Dabei arbeitet selbst das DFB-Team mit diesen Werten. Doch was ist dieses "Packing" eigentlich? ran.de klärt auf:
Wo kommt Packing plötzlich her? Ex-Profi Stefan Reinartz und Jens Hegeler von Hertha BSC haben gemeinsam die Firma "Impect" gegründet, die die neue Technik entwickelt hat und Daten sammelt und aufbereitet. Mit den Zahlen füttern die beiden Jung-Unternehmer zum Beispiel Fernsehsender, aber auch die Nationalmannschaft sowie Bayer Leverkusen und Borussia Dortmund.

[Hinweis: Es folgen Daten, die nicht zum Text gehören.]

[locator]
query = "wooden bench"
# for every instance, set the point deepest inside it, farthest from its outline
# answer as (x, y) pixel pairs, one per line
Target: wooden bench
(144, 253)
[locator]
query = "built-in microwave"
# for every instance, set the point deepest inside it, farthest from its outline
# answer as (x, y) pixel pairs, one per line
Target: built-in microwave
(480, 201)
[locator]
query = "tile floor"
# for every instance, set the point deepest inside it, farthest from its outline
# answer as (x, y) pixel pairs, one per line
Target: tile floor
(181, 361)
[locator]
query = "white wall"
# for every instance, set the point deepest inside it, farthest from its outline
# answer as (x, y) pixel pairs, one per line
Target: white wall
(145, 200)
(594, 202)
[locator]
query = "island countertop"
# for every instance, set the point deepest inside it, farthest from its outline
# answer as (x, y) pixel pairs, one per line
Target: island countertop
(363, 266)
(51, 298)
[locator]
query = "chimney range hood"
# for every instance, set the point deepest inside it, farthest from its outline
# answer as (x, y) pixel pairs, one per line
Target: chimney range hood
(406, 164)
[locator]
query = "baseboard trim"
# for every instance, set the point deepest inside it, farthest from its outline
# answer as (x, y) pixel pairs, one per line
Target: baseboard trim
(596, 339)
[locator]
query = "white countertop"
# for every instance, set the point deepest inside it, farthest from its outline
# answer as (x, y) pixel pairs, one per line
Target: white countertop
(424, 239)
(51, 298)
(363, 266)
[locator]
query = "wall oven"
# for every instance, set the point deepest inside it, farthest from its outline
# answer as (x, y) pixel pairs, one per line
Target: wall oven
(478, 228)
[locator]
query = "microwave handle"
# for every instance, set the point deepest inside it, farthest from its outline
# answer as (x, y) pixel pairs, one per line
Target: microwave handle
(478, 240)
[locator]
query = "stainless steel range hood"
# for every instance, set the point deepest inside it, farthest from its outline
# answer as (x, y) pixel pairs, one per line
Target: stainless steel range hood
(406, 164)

Wie kamen Reinartz und Hegeler auf die Idee? Statistiken wie Ballbesitz, Torschüsse oder Ecken gibt es schon länger, doch gehen sie nicht immer logisch mit dem Spielausgang einher. Beim WM-Halbfinale 2014 war zum Beispiel Brasilien in allen Statistiken vorne, verlor gegen Deutschland aber 1:7. In der Nachbetrachtung hatte Brasilien in 90 Minuten 341 Gegenspieler (53 Verteidiger) überspielt, Deutschland 402 (84 Verteidiger).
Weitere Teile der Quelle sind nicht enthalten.